Smart Keyboard: Prediction of the next word

Daigo Tanaka (@DaigoTanaka)
April 21, 2015

The first 2 inputs “The Obama” may be followed by the word “administration”

…It would save 14 keystrokes if we could select the word instead of typing.

We can suggest such word by machine-learning from the texts from news, blogs, and Twitters.

Try the demo by clicking here! Screenshot

Type some words in Input box. A word prediction appears in Candiates box.
When a candiate is availalbe, type “#1” as the shortcut to enter the word.
Choose the number in the settings to change the number of candidates to predict.
Extra! You can tweet to the author from the app.

Uni, bi, tri, and 4-grams language models are created from the source text. Each n-gram are sorted with the counts.
Given an input with up-to 3 words, find the n-gram with the highest count, and calcuate the conditional probability. Discount the probability by 40% as “backing-off” to lower order n-grams:

\[ S(w_{i}|w_{i-(n-1)},...,w_{i-1}) = 0.4^{4-n}\frac{count(w_{i-(n-1)},...,w_{i-1}, w_{i})}{count(w_{i-(n-1)},...,w_{i-1})} \]

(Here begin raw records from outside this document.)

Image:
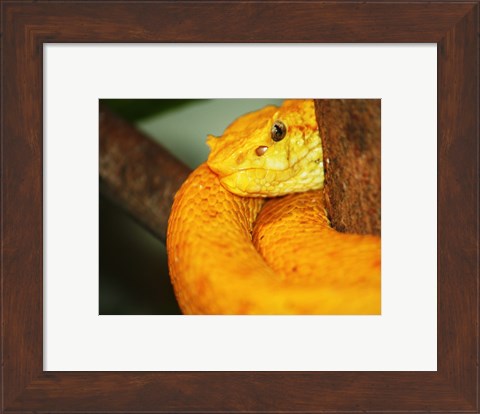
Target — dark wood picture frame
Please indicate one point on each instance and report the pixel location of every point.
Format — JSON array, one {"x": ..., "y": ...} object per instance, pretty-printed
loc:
[{"x": 27, "y": 26}]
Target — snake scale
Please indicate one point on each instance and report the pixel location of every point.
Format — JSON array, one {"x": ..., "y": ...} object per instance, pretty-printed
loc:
[{"x": 248, "y": 232}]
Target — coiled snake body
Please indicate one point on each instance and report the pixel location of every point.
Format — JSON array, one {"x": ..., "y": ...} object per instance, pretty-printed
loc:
[{"x": 232, "y": 251}]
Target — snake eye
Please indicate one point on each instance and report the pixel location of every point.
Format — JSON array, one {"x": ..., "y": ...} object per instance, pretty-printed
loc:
[{"x": 278, "y": 131}]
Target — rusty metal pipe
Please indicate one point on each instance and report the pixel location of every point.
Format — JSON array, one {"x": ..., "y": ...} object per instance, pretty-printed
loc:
[{"x": 137, "y": 174}]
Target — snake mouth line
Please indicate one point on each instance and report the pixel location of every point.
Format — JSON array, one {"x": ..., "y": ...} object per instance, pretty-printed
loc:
[{"x": 252, "y": 169}]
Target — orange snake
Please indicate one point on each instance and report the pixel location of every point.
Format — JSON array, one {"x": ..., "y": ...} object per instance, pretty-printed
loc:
[{"x": 232, "y": 251}]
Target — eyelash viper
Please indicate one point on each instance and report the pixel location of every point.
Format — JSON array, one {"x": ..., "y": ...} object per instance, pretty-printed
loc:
[{"x": 231, "y": 250}]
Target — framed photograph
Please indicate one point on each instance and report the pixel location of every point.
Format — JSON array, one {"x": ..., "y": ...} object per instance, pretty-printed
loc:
[{"x": 63, "y": 347}]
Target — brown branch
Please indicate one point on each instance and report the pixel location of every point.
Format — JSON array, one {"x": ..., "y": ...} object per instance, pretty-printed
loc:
[
  {"x": 137, "y": 174},
  {"x": 350, "y": 131}
]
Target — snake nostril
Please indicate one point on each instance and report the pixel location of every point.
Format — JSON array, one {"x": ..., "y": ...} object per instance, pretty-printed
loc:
[{"x": 261, "y": 150}]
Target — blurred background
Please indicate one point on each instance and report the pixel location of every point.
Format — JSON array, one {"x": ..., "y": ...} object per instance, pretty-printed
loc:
[{"x": 133, "y": 267}]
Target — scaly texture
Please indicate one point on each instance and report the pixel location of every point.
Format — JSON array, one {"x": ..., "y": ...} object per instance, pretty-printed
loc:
[{"x": 295, "y": 263}]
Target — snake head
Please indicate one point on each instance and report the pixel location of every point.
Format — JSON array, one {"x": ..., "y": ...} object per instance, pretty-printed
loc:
[{"x": 271, "y": 152}]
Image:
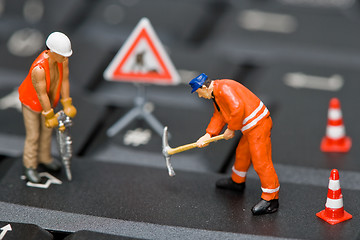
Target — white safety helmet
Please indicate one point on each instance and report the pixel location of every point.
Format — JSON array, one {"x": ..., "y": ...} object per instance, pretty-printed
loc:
[{"x": 59, "y": 43}]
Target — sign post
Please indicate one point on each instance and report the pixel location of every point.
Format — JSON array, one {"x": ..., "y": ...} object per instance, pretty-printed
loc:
[{"x": 142, "y": 60}]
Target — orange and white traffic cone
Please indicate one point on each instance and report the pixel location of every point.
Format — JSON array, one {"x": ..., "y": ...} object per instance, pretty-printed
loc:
[
  {"x": 335, "y": 139},
  {"x": 334, "y": 209}
]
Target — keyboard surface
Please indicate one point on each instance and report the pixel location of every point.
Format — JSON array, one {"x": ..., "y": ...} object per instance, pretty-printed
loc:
[{"x": 120, "y": 187}]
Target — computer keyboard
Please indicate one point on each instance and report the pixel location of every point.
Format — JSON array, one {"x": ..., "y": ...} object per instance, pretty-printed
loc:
[{"x": 120, "y": 187}]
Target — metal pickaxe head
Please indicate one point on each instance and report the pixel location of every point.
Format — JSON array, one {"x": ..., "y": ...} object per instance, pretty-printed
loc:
[{"x": 165, "y": 148}]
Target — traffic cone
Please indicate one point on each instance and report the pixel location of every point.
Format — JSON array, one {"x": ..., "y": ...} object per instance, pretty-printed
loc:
[
  {"x": 335, "y": 139},
  {"x": 334, "y": 209}
]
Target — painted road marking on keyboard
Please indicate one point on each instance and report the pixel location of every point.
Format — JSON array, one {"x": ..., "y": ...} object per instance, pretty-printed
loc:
[
  {"x": 301, "y": 80},
  {"x": 51, "y": 180},
  {"x": 5, "y": 229}
]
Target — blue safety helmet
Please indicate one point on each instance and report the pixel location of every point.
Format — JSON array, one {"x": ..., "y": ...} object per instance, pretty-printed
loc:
[{"x": 197, "y": 82}]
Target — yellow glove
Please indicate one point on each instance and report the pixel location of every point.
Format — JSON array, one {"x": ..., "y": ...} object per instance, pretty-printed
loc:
[
  {"x": 69, "y": 109},
  {"x": 50, "y": 119}
]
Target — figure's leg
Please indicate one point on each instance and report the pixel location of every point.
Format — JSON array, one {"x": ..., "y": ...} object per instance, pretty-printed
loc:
[
  {"x": 260, "y": 148},
  {"x": 45, "y": 157},
  {"x": 31, "y": 145},
  {"x": 45, "y": 143},
  {"x": 242, "y": 161}
]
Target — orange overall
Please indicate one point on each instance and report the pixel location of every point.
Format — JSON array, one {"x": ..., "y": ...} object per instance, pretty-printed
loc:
[
  {"x": 27, "y": 93},
  {"x": 241, "y": 110},
  {"x": 37, "y": 147}
]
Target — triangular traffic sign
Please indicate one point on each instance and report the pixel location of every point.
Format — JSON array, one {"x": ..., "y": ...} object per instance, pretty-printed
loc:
[{"x": 142, "y": 58}]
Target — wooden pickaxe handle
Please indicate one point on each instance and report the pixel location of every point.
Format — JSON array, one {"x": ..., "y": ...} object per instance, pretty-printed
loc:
[{"x": 186, "y": 147}]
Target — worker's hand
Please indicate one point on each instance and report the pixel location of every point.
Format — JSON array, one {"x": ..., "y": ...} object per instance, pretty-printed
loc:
[
  {"x": 69, "y": 109},
  {"x": 201, "y": 142},
  {"x": 228, "y": 134},
  {"x": 50, "y": 119}
]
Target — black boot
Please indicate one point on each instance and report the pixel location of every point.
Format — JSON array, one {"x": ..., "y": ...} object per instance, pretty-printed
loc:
[
  {"x": 264, "y": 207},
  {"x": 54, "y": 166},
  {"x": 228, "y": 183},
  {"x": 32, "y": 175}
]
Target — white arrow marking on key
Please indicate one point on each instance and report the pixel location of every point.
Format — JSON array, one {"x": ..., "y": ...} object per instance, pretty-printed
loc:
[
  {"x": 5, "y": 230},
  {"x": 301, "y": 80},
  {"x": 51, "y": 180}
]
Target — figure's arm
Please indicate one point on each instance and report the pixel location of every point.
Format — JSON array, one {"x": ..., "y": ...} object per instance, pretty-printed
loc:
[
  {"x": 236, "y": 108},
  {"x": 39, "y": 82},
  {"x": 66, "y": 100}
]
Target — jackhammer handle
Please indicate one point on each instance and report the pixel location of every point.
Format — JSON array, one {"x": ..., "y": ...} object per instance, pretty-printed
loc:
[{"x": 186, "y": 147}]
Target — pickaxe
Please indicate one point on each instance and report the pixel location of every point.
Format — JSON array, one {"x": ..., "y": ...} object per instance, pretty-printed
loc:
[{"x": 168, "y": 151}]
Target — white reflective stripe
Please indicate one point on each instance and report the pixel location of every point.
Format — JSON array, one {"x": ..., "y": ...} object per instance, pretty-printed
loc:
[
  {"x": 335, "y": 132},
  {"x": 253, "y": 114},
  {"x": 334, "y": 185},
  {"x": 255, "y": 121},
  {"x": 334, "y": 114},
  {"x": 334, "y": 203},
  {"x": 270, "y": 190},
  {"x": 240, "y": 174}
]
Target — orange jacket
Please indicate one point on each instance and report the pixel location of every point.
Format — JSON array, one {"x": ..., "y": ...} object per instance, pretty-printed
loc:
[
  {"x": 27, "y": 92},
  {"x": 239, "y": 107}
]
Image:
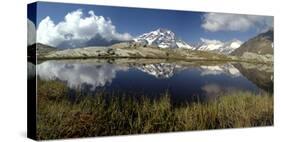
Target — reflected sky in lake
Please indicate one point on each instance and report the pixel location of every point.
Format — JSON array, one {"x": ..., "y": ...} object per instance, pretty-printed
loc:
[{"x": 182, "y": 81}]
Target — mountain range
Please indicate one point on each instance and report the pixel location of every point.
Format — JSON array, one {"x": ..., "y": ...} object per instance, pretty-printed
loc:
[{"x": 162, "y": 38}]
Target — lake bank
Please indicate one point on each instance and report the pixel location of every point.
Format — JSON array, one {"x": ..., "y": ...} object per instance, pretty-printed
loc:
[{"x": 95, "y": 115}]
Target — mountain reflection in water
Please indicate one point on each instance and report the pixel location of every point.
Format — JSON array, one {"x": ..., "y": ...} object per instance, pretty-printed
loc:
[{"x": 182, "y": 80}]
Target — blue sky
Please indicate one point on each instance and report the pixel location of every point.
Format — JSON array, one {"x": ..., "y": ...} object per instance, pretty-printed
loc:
[{"x": 135, "y": 21}]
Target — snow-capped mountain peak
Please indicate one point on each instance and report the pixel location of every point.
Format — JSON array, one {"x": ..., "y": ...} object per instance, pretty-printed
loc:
[{"x": 162, "y": 38}]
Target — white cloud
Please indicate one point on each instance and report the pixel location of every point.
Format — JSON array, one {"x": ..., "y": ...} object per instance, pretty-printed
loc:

Sort the prediction by the probability and display from the highest probability.
Full description can be found here
Source code is availabe from here

plot of chunk unnamed-chunk-1 The distribution of n-gram frequency. The count is in log(10) scale

Observation: Majority of the 4-gram and trigram entities appear only once.
Removing one-time appearances by approximating with n-1 gram reduced the data from 1.2GB to 257MB, and made the computation much faster.
Also used word dicitonary hashtable for reducing the memory footprint and computation time (vs. query by strings).